Ma nouvelle pratique de la discipline est donc marquée par le refus du confit frontal (toujours présents dans les relations entre individus sur la défensive) et sur le refus d’appuyer mon autorité en classe sur l’institution. Qu’on ne se méprenne pas sur le sens de mes mots. Mes élèves connaissent les horaires de l’établissement, son organigramme fonctionnel et son règlement intérieur et savent qu’ils s’appliquent dans mon cours comme dans l’ensemble des espaces du bâtiment.

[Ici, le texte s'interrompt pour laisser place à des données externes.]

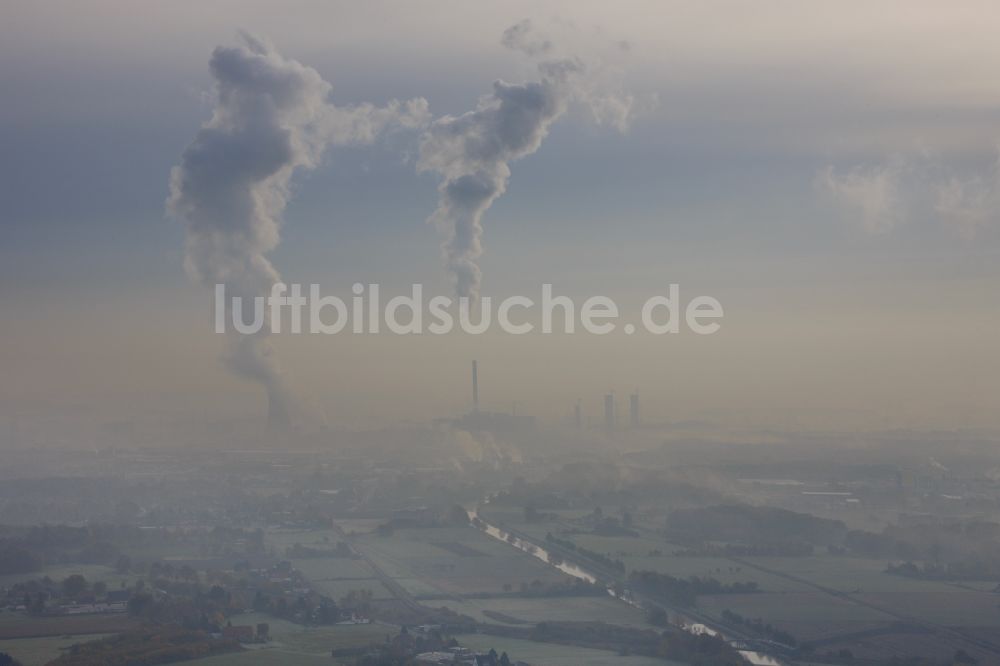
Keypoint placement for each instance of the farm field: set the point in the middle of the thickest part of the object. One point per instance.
(568, 609)
(40, 651)
(937, 602)
(92, 572)
(297, 645)
(547, 654)
(806, 615)
(451, 562)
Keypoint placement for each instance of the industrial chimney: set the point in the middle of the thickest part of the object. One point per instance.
(278, 417)
(475, 386)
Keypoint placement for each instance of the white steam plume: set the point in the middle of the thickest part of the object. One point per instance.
(472, 152)
(271, 118)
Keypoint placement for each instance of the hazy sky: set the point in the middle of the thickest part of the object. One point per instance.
(828, 171)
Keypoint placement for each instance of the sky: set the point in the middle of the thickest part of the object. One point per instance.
(827, 171)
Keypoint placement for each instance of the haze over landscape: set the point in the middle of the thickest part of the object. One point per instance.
(816, 481)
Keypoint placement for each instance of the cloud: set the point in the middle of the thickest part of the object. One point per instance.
(970, 204)
(272, 119)
(869, 194)
(885, 196)
(472, 152)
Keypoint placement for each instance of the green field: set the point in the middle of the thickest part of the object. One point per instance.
(567, 609)
(296, 645)
(426, 562)
(40, 651)
(548, 654)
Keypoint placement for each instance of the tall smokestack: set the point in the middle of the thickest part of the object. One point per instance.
(475, 386)
(278, 416)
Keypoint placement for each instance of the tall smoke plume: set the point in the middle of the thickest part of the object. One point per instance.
(472, 152)
(272, 119)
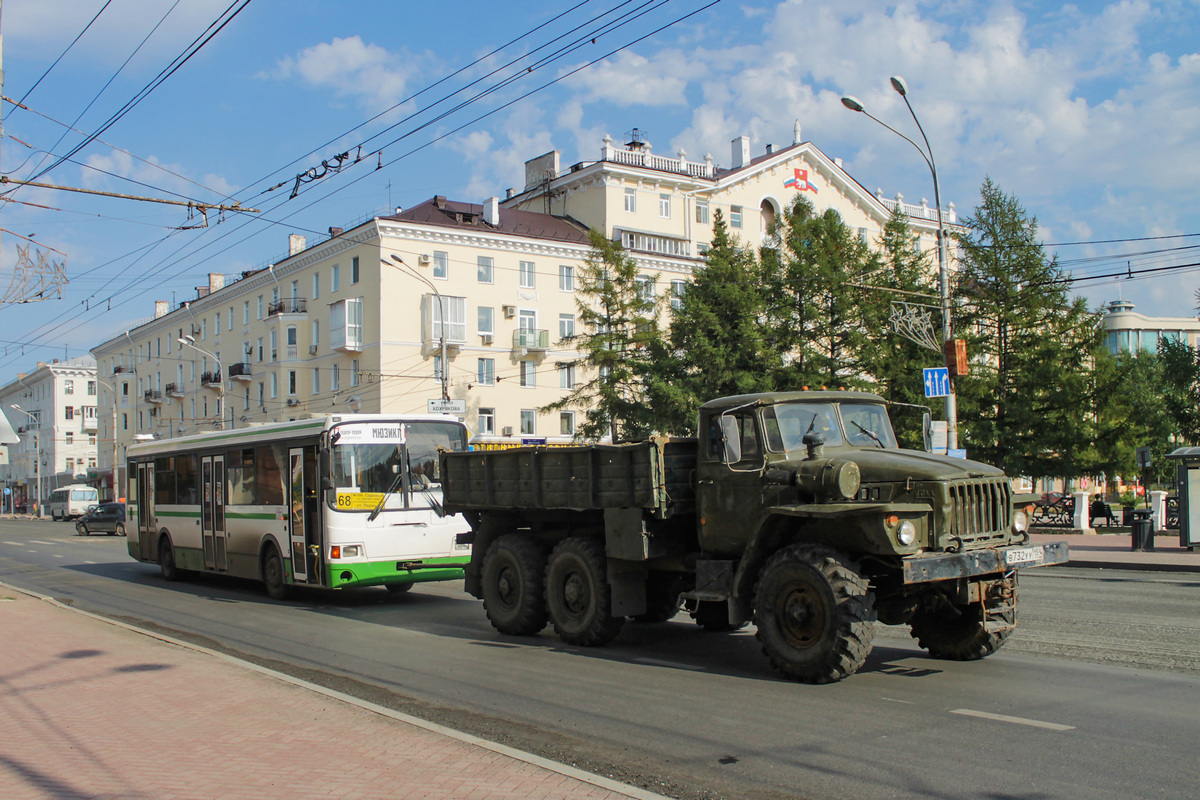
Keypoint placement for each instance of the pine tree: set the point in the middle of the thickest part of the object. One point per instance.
(1023, 408)
(617, 340)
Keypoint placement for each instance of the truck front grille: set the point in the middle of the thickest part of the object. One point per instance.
(979, 511)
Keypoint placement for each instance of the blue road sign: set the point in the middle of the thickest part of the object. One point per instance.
(937, 382)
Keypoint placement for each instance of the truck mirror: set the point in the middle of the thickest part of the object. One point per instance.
(731, 440)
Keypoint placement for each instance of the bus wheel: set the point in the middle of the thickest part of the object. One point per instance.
(577, 593)
(167, 560)
(273, 576)
(513, 577)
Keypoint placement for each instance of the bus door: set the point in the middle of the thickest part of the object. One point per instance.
(213, 522)
(147, 534)
(305, 515)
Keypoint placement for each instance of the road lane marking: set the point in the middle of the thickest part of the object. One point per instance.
(676, 665)
(1001, 717)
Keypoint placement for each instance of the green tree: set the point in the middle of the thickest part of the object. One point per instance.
(1024, 404)
(618, 338)
(816, 316)
(717, 344)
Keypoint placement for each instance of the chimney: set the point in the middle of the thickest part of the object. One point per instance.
(741, 152)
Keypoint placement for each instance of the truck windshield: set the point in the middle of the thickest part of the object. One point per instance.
(373, 467)
(867, 425)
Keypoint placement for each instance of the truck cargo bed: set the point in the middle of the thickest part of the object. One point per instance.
(655, 474)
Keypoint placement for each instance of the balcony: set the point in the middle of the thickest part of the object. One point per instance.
(531, 340)
(288, 306)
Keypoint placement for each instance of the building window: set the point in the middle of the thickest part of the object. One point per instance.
(346, 324)
(486, 372)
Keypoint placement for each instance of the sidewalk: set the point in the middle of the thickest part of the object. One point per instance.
(95, 709)
(1111, 551)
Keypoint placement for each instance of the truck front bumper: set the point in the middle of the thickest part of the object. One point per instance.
(993, 560)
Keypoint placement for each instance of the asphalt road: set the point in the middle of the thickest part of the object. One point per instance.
(1096, 695)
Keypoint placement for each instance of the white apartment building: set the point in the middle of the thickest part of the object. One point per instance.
(1126, 329)
(661, 205)
(357, 322)
(55, 421)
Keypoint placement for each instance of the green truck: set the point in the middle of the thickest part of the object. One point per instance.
(793, 510)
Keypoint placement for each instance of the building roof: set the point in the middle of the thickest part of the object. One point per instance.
(450, 214)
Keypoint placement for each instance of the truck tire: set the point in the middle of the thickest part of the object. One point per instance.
(959, 633)
(577, 593)
(815, 614)
(513, 583)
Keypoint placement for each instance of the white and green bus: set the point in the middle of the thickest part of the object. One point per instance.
(331, 501)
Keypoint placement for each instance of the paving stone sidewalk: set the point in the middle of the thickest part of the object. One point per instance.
(93, 709)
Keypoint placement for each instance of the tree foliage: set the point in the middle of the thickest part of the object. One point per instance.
(618, 340)
(1023, 405)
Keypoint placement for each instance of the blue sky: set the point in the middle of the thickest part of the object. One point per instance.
(1087, 113)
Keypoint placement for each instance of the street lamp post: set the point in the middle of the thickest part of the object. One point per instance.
(901, 88)
(442, 311)
(190, 342)
(37, 452)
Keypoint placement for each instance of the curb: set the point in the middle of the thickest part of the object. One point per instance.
(599, 781)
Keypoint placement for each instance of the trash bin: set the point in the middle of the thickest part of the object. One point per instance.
(1143, 531)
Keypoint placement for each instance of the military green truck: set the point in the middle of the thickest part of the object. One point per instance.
(795, 510)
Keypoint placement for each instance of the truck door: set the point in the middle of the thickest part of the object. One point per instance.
(730, 481)
(213, 512)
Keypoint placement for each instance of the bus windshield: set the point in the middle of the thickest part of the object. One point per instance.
(403, 457)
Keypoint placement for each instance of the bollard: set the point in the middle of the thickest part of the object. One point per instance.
(1143, 536)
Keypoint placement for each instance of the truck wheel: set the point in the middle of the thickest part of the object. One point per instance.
(960, 633)
(577, 593)
(815, 614)
(513, 576)
(713, 615)
(661, 597)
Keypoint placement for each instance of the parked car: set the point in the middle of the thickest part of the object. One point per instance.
(106, 518)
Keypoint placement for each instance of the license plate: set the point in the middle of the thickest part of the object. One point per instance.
(1025, 554)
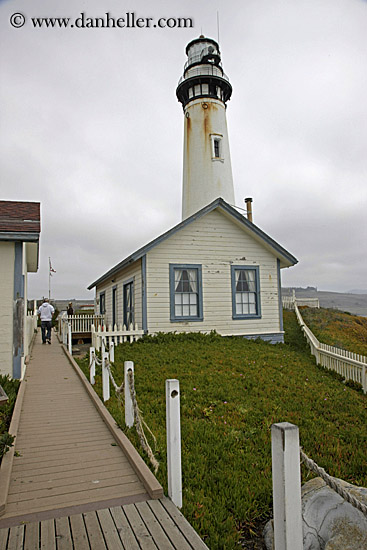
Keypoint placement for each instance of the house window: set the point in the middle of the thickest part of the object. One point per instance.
(186, 293)
(245, 292)
(114, 306)
(129, 317)
(102, 303)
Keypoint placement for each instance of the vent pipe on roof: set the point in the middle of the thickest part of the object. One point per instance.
(248, 202)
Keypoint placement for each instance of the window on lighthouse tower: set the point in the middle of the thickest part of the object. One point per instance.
(217, 152)
(216, 148)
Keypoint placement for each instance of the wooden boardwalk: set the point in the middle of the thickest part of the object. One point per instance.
(75, 480)
(151, 525)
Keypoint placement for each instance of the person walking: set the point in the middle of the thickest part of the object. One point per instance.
(45, 313)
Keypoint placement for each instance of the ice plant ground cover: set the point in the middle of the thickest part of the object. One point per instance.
(337, 328)
(232, 391)
(11, 389)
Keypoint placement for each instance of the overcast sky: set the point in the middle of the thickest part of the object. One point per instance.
(91, 128)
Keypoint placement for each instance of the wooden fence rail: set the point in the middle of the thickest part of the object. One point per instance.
(80, 323)
(288, 302)
(116, 334)
(348, 364)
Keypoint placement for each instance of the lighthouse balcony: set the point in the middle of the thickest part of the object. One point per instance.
(203, 86)
(204, 70)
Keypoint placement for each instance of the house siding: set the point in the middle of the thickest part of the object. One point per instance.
(119, 279)
(216, 243)
(7, 256)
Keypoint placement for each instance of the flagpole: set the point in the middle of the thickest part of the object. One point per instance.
(49, 278)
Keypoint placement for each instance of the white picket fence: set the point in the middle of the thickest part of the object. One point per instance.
(116, 334)
(348, 364)
(132, 415)
(79, 323)
(289, 301)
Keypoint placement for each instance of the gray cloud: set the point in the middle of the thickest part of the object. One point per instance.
(92, 129)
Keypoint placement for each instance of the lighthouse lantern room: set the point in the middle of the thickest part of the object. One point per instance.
(203, 91)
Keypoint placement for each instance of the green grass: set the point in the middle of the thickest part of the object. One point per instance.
(337, 328)
(10, 387)
(232, 391)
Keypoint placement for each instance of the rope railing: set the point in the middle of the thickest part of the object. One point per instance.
(139, 421)
(333, 483)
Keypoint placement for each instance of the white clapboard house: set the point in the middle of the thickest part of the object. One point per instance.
(215, 270)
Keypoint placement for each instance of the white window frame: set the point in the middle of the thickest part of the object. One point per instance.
(173, 294)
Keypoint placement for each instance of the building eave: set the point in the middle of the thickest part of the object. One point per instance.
(24, 236)
(286, 259)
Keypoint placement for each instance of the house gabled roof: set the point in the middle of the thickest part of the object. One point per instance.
(286, 259)
(20, 220)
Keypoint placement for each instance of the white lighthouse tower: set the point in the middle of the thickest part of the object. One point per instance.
(203, 91)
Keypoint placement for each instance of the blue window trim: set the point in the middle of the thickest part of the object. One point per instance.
(100, 302)
(258, 301)
(173, 317)
(114, 305)
(144, 293)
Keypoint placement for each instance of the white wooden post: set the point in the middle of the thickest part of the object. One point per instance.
(174, 442)
(112, 351)
(70, 343)
(129, 408)
(105, 377)
(287, 507)
(92, 362)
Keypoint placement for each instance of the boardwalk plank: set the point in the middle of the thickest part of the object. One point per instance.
(159, 536)
(21, 485)
(170, 527)
(95, 536)
(36, 492)
(79, 533)
(124, 529)
(63, 534)
(31, 536)
(63, 471)
(16, 537)
(17, 508)
(109, 530)
(141, 532)
(65, 447)
(48, 541)
(4, 533)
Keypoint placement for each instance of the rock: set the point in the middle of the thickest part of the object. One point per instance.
(329, 522)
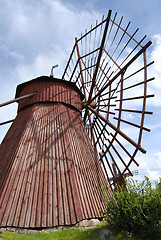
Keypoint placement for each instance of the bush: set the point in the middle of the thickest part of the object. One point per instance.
(137, 210)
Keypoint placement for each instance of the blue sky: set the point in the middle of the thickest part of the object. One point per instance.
(36, 34)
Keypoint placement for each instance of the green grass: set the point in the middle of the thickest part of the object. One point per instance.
(64, 234)
(68, 234)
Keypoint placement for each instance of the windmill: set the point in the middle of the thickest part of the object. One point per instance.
(75, 133)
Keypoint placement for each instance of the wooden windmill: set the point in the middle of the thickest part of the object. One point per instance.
(70, 131)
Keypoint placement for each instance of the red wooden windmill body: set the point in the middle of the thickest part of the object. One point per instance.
(68, 134)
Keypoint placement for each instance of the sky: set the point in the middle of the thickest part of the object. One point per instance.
(36, 34)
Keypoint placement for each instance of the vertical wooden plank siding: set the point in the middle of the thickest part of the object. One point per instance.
(49, 172)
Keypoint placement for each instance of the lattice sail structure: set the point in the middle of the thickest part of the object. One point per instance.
(110, 66)
(73, 134)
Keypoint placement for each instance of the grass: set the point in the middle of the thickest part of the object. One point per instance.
(65, 233)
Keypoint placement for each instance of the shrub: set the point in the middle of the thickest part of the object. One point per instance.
(137, 210)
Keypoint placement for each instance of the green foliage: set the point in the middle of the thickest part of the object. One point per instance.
(137, 210)
(67, 234)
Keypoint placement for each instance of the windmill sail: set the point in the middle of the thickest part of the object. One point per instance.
(69, 134)
(109, 65)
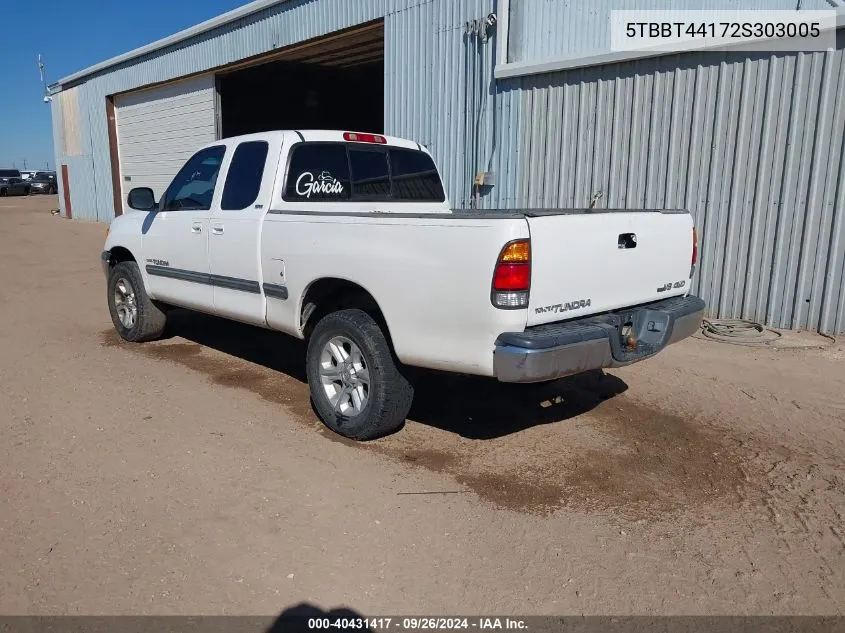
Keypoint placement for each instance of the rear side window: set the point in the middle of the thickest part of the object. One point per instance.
(318, 172)
(370, 173)
(415, 177)
(246, 171)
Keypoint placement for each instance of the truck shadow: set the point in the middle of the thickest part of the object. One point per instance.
(469, 406)
(481, 408)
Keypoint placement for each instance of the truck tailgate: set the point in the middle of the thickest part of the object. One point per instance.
(589, 262)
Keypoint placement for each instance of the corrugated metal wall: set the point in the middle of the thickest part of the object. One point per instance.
(427, 57)
(751, 144)
(540, 29)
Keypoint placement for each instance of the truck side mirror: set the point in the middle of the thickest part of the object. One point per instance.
(141, 199)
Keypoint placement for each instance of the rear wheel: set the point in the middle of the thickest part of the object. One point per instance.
(136, 318)
(356, 386)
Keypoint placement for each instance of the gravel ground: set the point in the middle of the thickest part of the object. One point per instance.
(190, 476)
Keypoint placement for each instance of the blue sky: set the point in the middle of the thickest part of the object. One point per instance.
(71, 35)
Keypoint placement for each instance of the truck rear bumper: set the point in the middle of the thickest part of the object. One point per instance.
(614, 339)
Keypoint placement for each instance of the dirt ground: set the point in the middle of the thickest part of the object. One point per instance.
(190, 476)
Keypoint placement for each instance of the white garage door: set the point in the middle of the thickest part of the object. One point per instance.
(160, 128)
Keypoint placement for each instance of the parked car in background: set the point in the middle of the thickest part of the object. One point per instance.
(43, 182)
(11, 183)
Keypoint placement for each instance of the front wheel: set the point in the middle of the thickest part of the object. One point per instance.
(356, 385)
(136, 318)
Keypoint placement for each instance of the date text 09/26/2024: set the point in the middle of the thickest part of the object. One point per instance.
(415, 624)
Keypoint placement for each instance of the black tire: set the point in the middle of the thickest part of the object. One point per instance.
(389, 394)
(149, 320)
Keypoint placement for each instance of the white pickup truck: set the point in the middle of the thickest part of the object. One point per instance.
(347, 240)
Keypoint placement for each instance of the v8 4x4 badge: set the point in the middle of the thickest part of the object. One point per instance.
(670, 285)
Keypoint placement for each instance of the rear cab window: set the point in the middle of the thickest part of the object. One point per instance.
(340, 172)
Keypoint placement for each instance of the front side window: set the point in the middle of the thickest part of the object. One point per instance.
(246, 172)
(318, 172)
(193, 187)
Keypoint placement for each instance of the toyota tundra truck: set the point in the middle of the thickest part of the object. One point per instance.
(347, 240)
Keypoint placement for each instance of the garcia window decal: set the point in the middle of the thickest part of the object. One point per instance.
(323, 184)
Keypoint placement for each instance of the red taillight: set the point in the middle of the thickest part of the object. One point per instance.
(694, 247)
(512, 275)
(358, 137)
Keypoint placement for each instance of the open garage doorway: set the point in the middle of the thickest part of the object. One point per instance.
(333, 82)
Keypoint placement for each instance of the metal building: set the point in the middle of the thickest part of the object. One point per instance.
(523, 92)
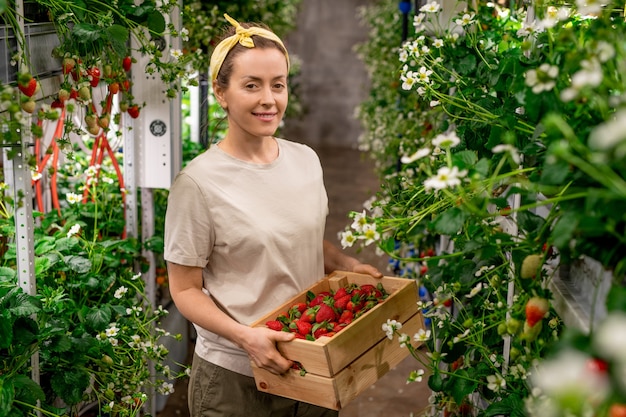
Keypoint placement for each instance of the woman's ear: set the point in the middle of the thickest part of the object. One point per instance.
(218, 92)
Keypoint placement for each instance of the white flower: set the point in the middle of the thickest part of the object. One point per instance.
(347, 239)
(495, 382)
(512, 150)
(390, 327)
(446, 140)
(609, 134)
(590, 7)
(112, 330)
(422, 335)
(432, 7)
(567, 375)
(370, 234)
(359, 221)
(419, 154)
(119, 293)
(423, 75)
(73, 198)
(465, 20)
(73, 230)
(408, 79)
(475, 290)
(404, 340)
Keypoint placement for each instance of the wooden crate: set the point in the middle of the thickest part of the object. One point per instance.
(339, 368)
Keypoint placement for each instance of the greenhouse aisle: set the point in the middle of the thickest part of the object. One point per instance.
(350, 180)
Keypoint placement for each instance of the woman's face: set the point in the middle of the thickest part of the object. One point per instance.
(256, 97)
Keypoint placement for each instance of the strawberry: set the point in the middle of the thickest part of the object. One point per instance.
(530, 265)
(84, 93)
(342, 303)
(127, 63)
(309, 314)
(68, 65)
(617, 410)
(275, 325)
(64, 94)
(536, 309)
(94, 76)
(341, 292)
(27, 84)
(114, 87)
(28, 106)
(346, 317)
(133, 111)
(301, 327)
(325, 313)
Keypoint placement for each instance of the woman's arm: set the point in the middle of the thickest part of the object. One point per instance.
(199, 308)
(336, 260)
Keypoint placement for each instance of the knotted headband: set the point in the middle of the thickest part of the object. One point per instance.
(243, 36)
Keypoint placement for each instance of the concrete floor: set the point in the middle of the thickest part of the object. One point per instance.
(350, 181)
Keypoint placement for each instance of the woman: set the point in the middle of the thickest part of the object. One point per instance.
(244, 232)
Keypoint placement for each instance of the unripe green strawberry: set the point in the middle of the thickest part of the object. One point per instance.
(530, 333)
(84, 93)
(91, 120)
(513, 326)
(536, 309)
(530, 265)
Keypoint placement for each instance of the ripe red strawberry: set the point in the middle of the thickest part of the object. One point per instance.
(27, 84)
(309, 314)
(127, 63)
(617, 410)
(114, 87)
(342, 303)
(325, 313)
(301, 327)
(133, 111)
(275, 325)
(68, 65)
(94, 76)
(341, 292)
(346, 317)
(536, 309)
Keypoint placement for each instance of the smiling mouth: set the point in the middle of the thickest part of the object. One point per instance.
(265, 115)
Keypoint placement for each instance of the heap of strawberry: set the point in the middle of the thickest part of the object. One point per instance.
(328, 312)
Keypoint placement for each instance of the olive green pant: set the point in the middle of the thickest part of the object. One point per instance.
(218, 392)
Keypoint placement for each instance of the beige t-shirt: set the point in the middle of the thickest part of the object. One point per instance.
(256, 229)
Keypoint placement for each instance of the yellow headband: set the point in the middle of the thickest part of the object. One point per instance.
(242, 36)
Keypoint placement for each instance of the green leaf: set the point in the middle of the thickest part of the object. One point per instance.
(460, 385)
(85, 32)
(7, 274)
(450, 221)
(45, 245)
(78, 264)
(156, 22)
(616, 299)
(7, 394)
(118, 37)
(99, 318)
(512, 405)
(6, 330)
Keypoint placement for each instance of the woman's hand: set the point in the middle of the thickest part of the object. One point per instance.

Néanmoins, je rapporte les conflits à leur dimension civile (celle du respect entre individus engagés chacun dans un tâche, l’un enseigner, l’autre apprendre). Je m’adresse à chaque élève comme à une personne et je leur demande de me traiter comme une autre personne. Ce n’est pas le professeur qu’ils agressent lorsqu’ils s’énervent ou s’expriment de façon vulgaire, mais moi et/ou leurs camarades. Par ailleurs, face à un élève qui enfreint sciemment la règle scolaire, je ne lui rappelle pas une règle qu’il connaît très bien, mais je lui demande de cesser ce qu’il fait parce que cela empêche la classe de se dérouler paisiblement. Cela peut sembler naïf, voire un peu niais. Mais lorsque, pour la première fois, j’ai vu une élève se peindre les ongles en cours, je lui ai dit, « enfin mademoiselle, vous ne savez pas que c’est interdit ! Rangez-moi ce vernis ou je vais être obligée de vous punir ». Elle ne l’a rangé que parce que j’avais l’air très fâchée et cela a été le tour d’une autre élève à la séance suivante. En revanche, lorsque, après de longues réflexions, je suis allée prendre le flacon, j’ai admiré (sincèrement sa couleur) et menacé (en plaisantant de le garder pour moi), l’incident ne s’est plus jamais reproduit.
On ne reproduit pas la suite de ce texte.